Instance deletes are performed by writing a new instance record in the dedupped list, containing the original SOP Instance UID, and the DeduppedReplace
or DeduppedDelete
tag set.
A split or segment operation is performed in the same way as the instance replace, with two records replacing the original data. The first record is a delete one on the original items, while the second one is a DeduppedReplace object referencing the original object. This operation requires copying the original frames/pixel data from the old location to the new one.
Also, and DICOM references to the old SOP instance UID should be replaced with new ones.
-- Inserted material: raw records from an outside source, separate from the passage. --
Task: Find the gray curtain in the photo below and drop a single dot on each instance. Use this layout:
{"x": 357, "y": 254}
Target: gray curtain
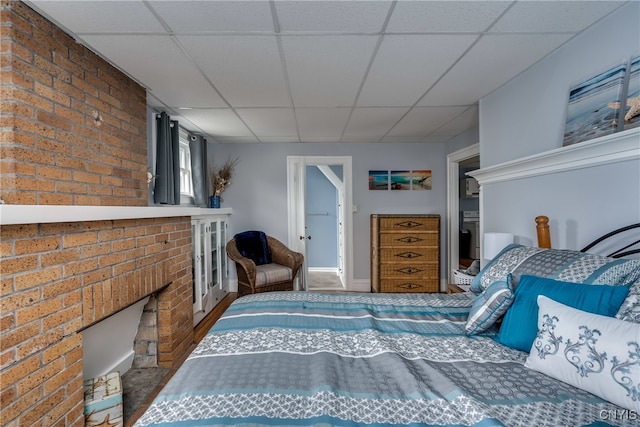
{"x": 199, "y": 173}
{"x": 167, "y": 182}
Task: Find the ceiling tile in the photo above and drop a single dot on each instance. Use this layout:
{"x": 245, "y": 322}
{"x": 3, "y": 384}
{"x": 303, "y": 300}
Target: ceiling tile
{"x": 102, "y": 16}
{"x": 237, "y": 78}
{"x": 475, "y": 76}
{"x": 332, "y": 16}
{"x": 553, "y": 16}
{"x": 219, "y": 123}
{"x": 237, "y": 140}
{"x": 266, "y": 122}
{"x": 410, "y": 16}
{"x": 321, "y": 123}
{"x": 420, "y": 121}
{"x": 215, "y": 16}
{"x": 275, "y": 139}
{"x": 326, "y": 71}
{"x": 164, "y": 65}
{"x": 467, "y": 120}
{"x": 407, "y": 65}
{"x": 372, "y": 123}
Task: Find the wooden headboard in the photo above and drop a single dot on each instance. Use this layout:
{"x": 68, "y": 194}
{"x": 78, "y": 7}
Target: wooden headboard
{"x": 631, "y": 247}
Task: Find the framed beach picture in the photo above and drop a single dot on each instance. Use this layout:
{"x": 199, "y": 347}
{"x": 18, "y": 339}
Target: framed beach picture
{"x": 400, "y": 180}
{"x": 631, "y": 110}
{"x": 421, "y": 180}
{"x": 378, "y": 180}
{"x": 595, "y": 105}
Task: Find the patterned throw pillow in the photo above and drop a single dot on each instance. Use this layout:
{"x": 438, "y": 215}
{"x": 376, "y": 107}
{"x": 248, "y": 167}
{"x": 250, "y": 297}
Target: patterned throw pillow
{"x": 489, "y": 306}
{"x": 595, "y": 353}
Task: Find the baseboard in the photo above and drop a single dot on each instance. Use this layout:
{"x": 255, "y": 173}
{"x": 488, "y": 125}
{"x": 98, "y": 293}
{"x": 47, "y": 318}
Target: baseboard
{"x": 360, "y": 285}
{"x": 323, "y": 270}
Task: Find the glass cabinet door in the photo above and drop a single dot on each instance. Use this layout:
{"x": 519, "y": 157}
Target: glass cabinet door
{"x": 194, "y": 265}
{"x": 223, "y": 254}
{"x": 214, "y": 248}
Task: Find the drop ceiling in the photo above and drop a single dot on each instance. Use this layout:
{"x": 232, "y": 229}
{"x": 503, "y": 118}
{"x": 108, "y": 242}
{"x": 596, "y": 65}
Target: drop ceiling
{"x": 323, "y": 71}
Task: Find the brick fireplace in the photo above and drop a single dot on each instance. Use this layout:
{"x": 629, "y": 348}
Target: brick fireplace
{"x": 73, "y": 133}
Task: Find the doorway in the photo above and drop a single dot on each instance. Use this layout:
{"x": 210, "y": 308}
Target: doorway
{"x": 455, "y": 161}
{"x": 323, "y": 200}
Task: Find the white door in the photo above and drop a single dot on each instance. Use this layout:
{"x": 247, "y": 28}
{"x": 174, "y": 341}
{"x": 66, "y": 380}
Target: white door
{"x": 296, "y": 196}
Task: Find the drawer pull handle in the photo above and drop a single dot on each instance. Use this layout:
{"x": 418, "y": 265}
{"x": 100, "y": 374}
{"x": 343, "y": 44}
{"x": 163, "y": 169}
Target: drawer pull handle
{"x": 410, "y": 239}
{"x": 409, "y": 255}
{"x": 409, "y": 224}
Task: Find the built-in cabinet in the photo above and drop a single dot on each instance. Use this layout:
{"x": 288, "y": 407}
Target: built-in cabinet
{"x": 210, "y": 265}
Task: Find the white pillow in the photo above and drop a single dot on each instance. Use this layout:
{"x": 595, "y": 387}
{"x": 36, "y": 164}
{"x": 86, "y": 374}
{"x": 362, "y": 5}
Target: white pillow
{"x": 596, "y": 353}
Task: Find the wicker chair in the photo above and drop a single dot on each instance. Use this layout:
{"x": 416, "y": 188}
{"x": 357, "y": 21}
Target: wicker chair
{"x": 275, "y": 276}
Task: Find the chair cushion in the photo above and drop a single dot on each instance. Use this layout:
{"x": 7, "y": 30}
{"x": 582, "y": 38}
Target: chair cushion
{"x": 272, "y": 273}
{"x": 253, "y": 245}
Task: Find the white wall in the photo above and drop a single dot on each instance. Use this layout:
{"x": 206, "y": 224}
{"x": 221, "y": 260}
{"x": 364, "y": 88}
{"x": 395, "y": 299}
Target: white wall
{"x": 258, "y": 194}
{"x": 527, "y": 117}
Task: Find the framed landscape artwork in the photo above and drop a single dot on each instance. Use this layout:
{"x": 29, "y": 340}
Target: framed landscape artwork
{"x": 378, "y": 180}
{"x": 632, "y": 109}
{"x": 421, "y": 180}
{"x": 594, "y": 105}
{"x": 400, "y": 180}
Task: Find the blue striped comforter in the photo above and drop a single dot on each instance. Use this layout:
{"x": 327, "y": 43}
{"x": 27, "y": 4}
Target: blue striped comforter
{"x": 299, "y": 359}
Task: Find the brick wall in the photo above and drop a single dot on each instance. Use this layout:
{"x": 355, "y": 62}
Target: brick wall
{"x": 73, "y": 132}
{"x": 73, "y": 128}
{"x": 59, "y": 278}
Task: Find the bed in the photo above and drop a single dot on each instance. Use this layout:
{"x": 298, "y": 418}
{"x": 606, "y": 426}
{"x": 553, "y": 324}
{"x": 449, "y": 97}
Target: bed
{"x": 302, "y": 358}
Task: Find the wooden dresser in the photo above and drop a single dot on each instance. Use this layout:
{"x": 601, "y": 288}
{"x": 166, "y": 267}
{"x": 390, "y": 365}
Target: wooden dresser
{"x": 405, "y": 253}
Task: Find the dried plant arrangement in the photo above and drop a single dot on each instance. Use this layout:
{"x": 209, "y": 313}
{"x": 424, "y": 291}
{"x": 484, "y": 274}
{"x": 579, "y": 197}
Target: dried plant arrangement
{"x": 221, "y": 178}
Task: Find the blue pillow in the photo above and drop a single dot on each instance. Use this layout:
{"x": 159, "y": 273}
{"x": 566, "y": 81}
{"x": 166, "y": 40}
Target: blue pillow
{"x": 253, "y": 245}
{"x": 520, "y": 324}
{"x": 489, "y": 306}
If the instance is being moved to a new study, then look at the study updates information.
The creation of the deduplicated instances or lists initially, plus the writing of BulkDataURI referenced items and frame data is thread safe across any number of sites, provided that a single DICOM instance containing different data is never sent at the same time.
QC operations done in parallel may result in conflicts which need to be resolved via human interaction. However, it is at least possible to detect whether such operations are identical or can be automatically applied.
There are a number of performance optimizations already present, or possible to use:
- Have the client use direct access to the latest dedupplicated.gz file, and don't store the remainder of the DICOMweb files.
- Store the metadata etc files in GZIP (this is required above)
- Use lazy generation of the DICOMweb instances - either based on about to view or on demand (optimizes space)
- Store deduplicated/instances on local/fast storage system, group at short interval (1 minute?)
- Cluster receive operations into many instances - since it is cluster thread safe, the receive can be done across many instances, some local to hospitals
- ZIP storage of bulkdata - one or more ZIP files can be written containing bulkdata. These have to each be opened, but they are far more storage efficient than individual files. This part is still being considered.
- For large image frame writes, the time to write many small files increases up to ten times the time for few files. This could also be dealt with by using a hierarchical data structure.
In the same way that the metadata and bulkdata files can be written, the deduplicated instances can be used backwards, reading all the bulkdata attributes when required and writing out the full DICOM part 10 instance data. This results in fully updated part 10 files, and it should be possible to write these extremely quickly because large parts of the files are simply streamed from bulkdata locations.